FCA and Tesla, manufacturers are interested in hackers ethical


The rise of the car connected to the Internet has advantages, but also disadvantages. In the same way that the owner or the manufacturer can control some functions remotely, it is also likely that a person less well-meaning attempt to access without permission. Depending on the level of access they have, it will be a problem of greater or less severity.

The thieves have traditionally used machine tools to access the cars today use a lot of electronics, and in the future they will all with computers, just not even need to be near. The best way to avoid that something like this can happen is shutting down any form of unauthorized access, and for that the manufacturers need outside help.

During the development of any solution of software, if you follow the precepts of the engineering, you have to test all the use cases so that there is no situation in which a system may have unexpected behavior, or fail. Unfortunately, design a system 100% safe is not simple to anything that has a bit of complexity.


Web Page of Bugcrowd, in which-figure FCA as a client (customer)

that is why we tend to delegate it to personnel external to the company to verify the robustness of the system, and try, and if problems are found, they are remedied. When this is entrusted to consultants or audit firms, the more likely it is that the customer pays by the hour and not by results. But there is a more cost effective solution.
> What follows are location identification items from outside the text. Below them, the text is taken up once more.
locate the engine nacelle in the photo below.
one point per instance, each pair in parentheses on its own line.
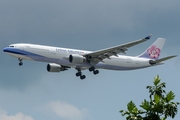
(152,62)
(75,58)
(52,67)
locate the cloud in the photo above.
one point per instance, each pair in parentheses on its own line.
(18,116)
(67,111)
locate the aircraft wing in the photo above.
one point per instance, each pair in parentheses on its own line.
(97,56)
(166,58)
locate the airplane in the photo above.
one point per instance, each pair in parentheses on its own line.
(61,59)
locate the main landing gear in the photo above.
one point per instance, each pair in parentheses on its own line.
(94,70)
(20,62)
(91,69)
(79,73)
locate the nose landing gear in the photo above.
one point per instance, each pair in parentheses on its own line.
(20,62)
(94,70)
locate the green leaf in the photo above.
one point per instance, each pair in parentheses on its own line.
(131,106)
(156,80)
(170,96)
last year, Tesla offered rewards of up to $ 1,000 to those who encountered failures in their systems, until a few hackers got to have access to some features of the Model S through a port to the local network (Ethernet) within the car itself. He could not storm the car from the outside, you had to be physically inside, but found no vulnerabilities. The manufacturer covered up those holes.

Tesla ended up offering up to $ 10,000 for anyone who found fault

We have another precedent, that of two hackers that were able to intervene remotely a 2014 Jeep Cherokee, and while I was a journalist from Wired on board, we did all sorts of capers without be on board. This discovery prompted a call to review millions of units to plug the security hole, since it could not be done all remotely. Getting there cost the hackers many hours of work, an outside company would have charged you a price of gold.

today, both Tesla as Fiat Chrysler Automobiles are customers of Bugcrowd, a company specialized in finding failures of safety through the hacking ethical. In other words, the customer will not retaliate if there is an access to your systems, and you will pay for the discovery, but does not have to pay for the effort it takes to get there. Up to 27.000 hackers can participate in the rewards program.

of course, those in charge of the audits does not give clues to the hackers, or tell them that they have to strain for this or that site, should be sought the life, just as you would a cracker. Will have to do many tests, hitting walls, digital, reverse engineering, and do the trial and error method your religion. So they managed to circumvent the protection of the Mitsubishi Outlander PHEV.

right Now the Tesla Model S is one of the hottest cars to test hackers than there are in the market, because when we discover a security hole, the manufacturer can update thousands of cars in very little time with updates via the Internet. And part of that armor is due to the hackers you managed to find any subterfuge to enter.

The theory of computer security says that no system is infallible or impregnable, except that it is completely unplugged and the physical access is impossible. The access may be complicate everything that you want, such as in the walls of medieval castles, but strength is always a weak point.

FCA will offer between 150 and us $ 1,500 reward

Progressively more manufacturers will be pointing to this trend, and will pay to those who contribute to make it more rocky and rugged systems, Web pages, cars, etc, The bad thing about this is that you will enter the same vicious circle of updates that are already suffering from the computers, consoles or mobile phones.

in The end, the client can end up thinking-and not without a certain reason – that the product that you purchased is a piece of shit, full of bugs, incomplete, and needs to be continually patched. On the other hand, we’re not going to be able to cite many examples of computer system that have come out in version “1.0” and have not needed any kind of improvement or correction. As this is the same thing.